Liberals preach that liberalism is good because it is neutral. But no political philosophy is ever neutral. Liberalism is built on a lie.
Liberal neutrality relies on a false distinction between the public and the private spheres of life. Many beliefs, especially religious teachings, are supposed to stay in the private sphere. Then, in the public sphere, beliefs must be justified by appealing to “law and order” or “logic and facts.” Liberalism ignores appeals to religion and tradition, because these are just private preferences. It also begins with the assumption that people are independent individuals, so appeals to the common good are always less important than “individual rights.”
This is supposed to be good, because it creates a society where everybody can hold their own private convictions and communicate in what Rawls, a liberal philosopher, calls “the language of public reason.”

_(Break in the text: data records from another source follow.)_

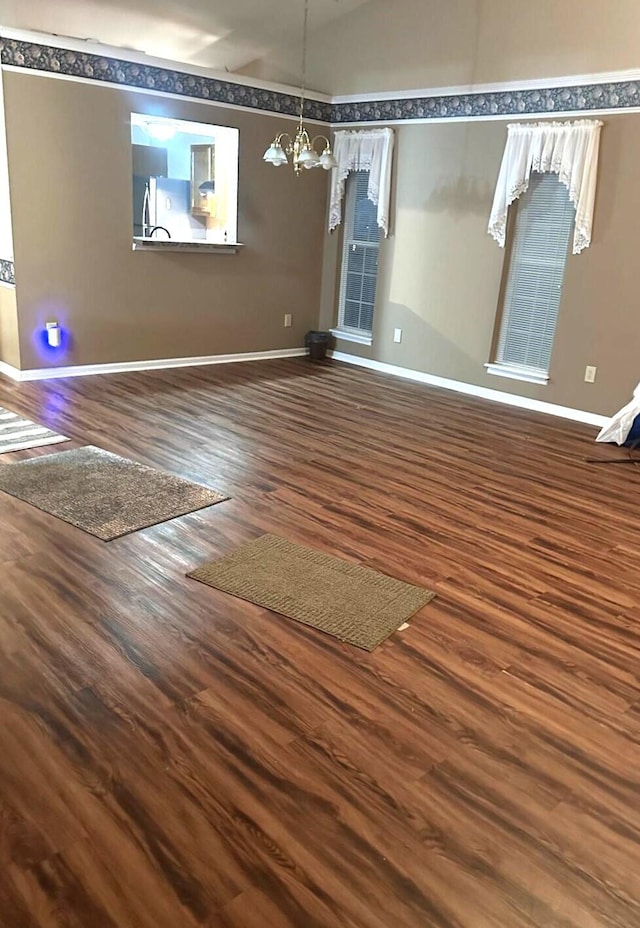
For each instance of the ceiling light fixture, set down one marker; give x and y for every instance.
(302, 145)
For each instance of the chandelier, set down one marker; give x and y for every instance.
(301, 146)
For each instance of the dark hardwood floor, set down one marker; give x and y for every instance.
(171, 757)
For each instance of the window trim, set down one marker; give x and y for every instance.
(359, 336)
(523, 373)
(339, 331)
(528, 374)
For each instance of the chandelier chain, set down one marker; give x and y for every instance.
(303, 88)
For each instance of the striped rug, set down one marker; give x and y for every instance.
(17, 433)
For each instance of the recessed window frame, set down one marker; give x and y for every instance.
(356, 185)
(514, 285)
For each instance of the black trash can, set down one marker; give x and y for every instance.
(317, 343)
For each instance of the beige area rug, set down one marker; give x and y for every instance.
(17, 433)
(102, 493)
(355, 604)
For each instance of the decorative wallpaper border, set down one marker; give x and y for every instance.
(7, 272)
(619, 95)
(614, 95)
(150, 77)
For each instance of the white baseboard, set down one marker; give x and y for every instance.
(496, 396)
(52, 373)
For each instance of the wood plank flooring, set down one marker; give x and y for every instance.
(171, 757)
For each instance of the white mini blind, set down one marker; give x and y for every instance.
(533, 289)
(361, 244)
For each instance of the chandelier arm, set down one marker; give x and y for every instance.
(321, 138)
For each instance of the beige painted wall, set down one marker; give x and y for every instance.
(9, 340)
(410, 44)
(440, 271)
(70, 168)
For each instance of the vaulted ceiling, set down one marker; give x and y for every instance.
(221, 34)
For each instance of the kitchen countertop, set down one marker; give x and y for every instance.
(167, 244)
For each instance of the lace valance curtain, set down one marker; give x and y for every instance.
(568, 149)
(363, 150)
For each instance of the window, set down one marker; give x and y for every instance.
(533, 285)
(359, 272)
(185, 180)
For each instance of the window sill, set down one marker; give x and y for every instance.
(518, 373)
(153, 244)
(345, 335)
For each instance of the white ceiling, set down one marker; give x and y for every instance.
(221, 34)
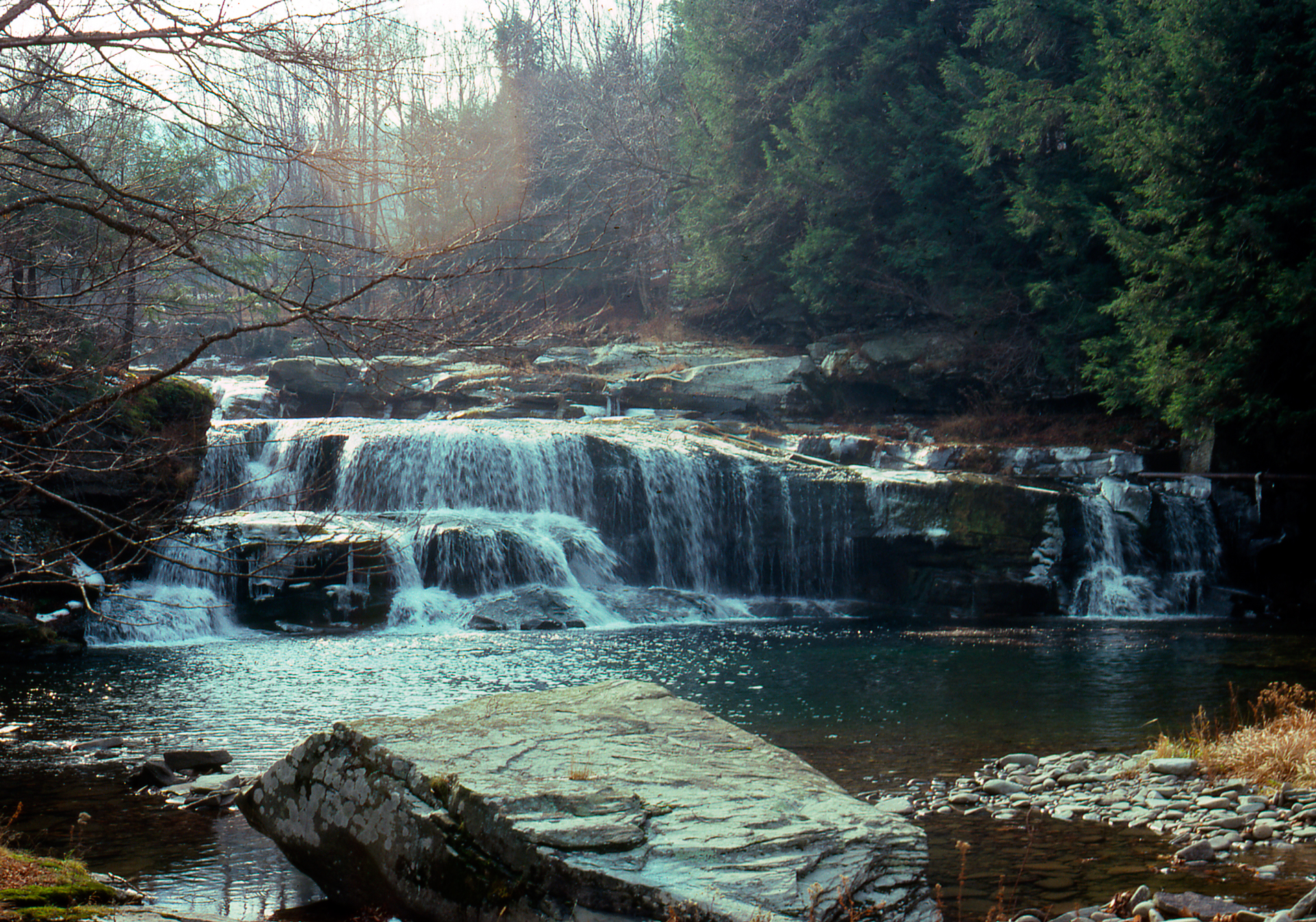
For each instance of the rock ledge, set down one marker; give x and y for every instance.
(612, 799)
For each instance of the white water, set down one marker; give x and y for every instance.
(1121, 579)
(480, 518)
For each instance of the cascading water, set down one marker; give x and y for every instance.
(533, 522)
(445, 516)
(1145, 553)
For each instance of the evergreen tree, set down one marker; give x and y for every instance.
(735, 223)
(1204, 116)
(1027, 87)
(892, 223)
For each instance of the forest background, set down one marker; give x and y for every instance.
(1115, 195)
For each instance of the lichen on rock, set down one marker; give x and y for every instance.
(615, 797)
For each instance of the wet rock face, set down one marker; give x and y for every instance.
(616, 797)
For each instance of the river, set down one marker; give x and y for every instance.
(872, 703)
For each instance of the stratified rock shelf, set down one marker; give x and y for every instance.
(612, 799)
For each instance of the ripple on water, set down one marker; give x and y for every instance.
(872, 704)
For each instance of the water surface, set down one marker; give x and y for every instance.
(872, 704)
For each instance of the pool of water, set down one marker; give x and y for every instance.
(872, 704)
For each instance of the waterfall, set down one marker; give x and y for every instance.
(1147, 553)
(443, 518)
(543, 524)
(187, 598)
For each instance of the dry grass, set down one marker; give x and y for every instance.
(579, 773)
(1277, 742)
(995, 424)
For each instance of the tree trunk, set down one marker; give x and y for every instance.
(124, 350)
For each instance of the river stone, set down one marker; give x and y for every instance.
(1178, 767)
(616, 797)
(1186, 906)
(1303, 908)
(197, 760)
(1198, 851)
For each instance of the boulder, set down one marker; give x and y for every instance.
(746, 387)
(613, 799)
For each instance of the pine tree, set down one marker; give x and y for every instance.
(1204, 116)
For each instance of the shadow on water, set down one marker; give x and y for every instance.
(872, 704)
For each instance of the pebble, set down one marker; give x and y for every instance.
(1201, 821)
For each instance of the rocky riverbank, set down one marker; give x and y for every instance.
(1203, 820)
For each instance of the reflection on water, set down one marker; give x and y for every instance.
(869, 703)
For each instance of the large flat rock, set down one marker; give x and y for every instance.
(612, 799)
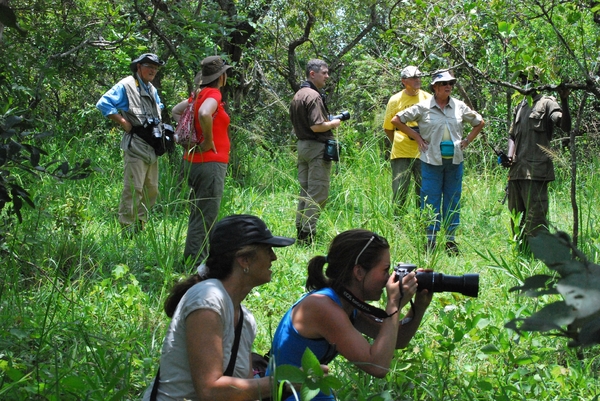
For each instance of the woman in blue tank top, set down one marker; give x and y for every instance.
(332, 318)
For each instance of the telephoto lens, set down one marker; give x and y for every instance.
(467, 284)
(343, 116)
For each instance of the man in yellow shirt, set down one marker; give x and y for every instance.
(405, 151)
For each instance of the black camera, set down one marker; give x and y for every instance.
(503, 158)
(467, 284)
(343, 116)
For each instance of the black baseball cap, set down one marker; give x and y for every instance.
(235, 231)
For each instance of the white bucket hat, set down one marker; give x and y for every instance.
(443, 76)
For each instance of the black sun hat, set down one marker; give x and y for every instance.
(235, 231)
(145, 58)
(212, 68)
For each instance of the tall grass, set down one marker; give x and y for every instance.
(81, 305)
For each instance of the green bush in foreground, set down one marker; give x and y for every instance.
(81, 307)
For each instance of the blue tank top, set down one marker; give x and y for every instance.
(288, 345)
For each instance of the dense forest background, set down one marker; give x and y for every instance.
(60, 166)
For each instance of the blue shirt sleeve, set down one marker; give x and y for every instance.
(114, 100)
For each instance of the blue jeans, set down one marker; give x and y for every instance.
(441, 187)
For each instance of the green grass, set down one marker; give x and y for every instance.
(81, 307)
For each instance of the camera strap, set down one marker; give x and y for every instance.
(365, 307)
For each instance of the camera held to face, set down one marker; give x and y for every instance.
(343, 116)
(467, 284)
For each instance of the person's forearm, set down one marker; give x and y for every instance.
(390, 134)
(565, 120)
(325, 126)
(382, 350)
(475, 131)
(407, 330)
(236, 389)
(511, 148)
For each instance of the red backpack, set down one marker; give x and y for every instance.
(185, 133)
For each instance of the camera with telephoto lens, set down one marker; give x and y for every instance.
(160, 135)
(467, 284)
(503, 158)
(343, 116)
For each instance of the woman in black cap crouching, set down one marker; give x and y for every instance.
(207, 350)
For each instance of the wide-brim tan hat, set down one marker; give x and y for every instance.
(212, 68)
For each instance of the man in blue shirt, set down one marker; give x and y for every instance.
(134, 104)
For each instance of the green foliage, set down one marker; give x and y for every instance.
(16, 155)
(311, 377)
(577, 280)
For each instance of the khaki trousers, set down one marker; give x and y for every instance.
(140, 189)
(314, 176)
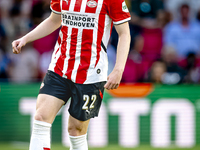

Adrian Vermeule offers an insightful description of this supposedly neutral language: “Instead of pursuing substantive excellence and justice, we have circuitous conversations about statistical properties like ‘diversity’; instead of deciding what ought to be permitted, what condemned, we debate ‘civility’; instead of discerning truth, we quarrel over ‘religious liberty’; instead of protecting the most vulnerable, we conceal our vices and crimes under the rubric of ‘choice,’ in both market and non-market spheres (although to be fair there are almost no non-market spheres left any more). When we ask about Truth, liberalism answers: What is ‘Truth’? Your truth is not someone else’s truth, and it is no more legitimate to make your truth into public policy than it would be to force your taste in ice cream upon everyone else. All this is solely of private concern.” (“According to Truth”)
Looking deeper, we find that liberalism is hiding something. The “neutrality” of liberalism demands their own definitions of words (like “freedom”) and assumptions about human nature which never existed before modernity. People who believe in virtue and the common good can never win, because the legal principles and procedures are built to protect negative freedom and individualism.
Those who seek political change are forced to speak the language of liberal neutrality. Liberalism is not a polite or charitable tolerance of diversity; it is civic nihilism, civilly enforced.
Liberalism also has an indirect effect on religion and culture. The law is a teacher: people tend to assume that things which are legal are good. Liberalism undermines Truth by reducing faith to personal opinion within a private sphere. In culture, it promotes individualism, isolating people from their communities.
Most importantly, liberalism provides a cover for the endless growth of capitalism. Preventing any vision of the Good in politics allows Capital to seek only its own profit. The liberal form of private property is the only acceptable legal tradition, which forces out premodern, communitarian, and integralist ideals.
But as Vermeule point out, this is the reason that liberal politics is incredibly dissatisfying to many. “The Achilles’ heel of liberalism is the hunger to come to grips with the substance of the common good.”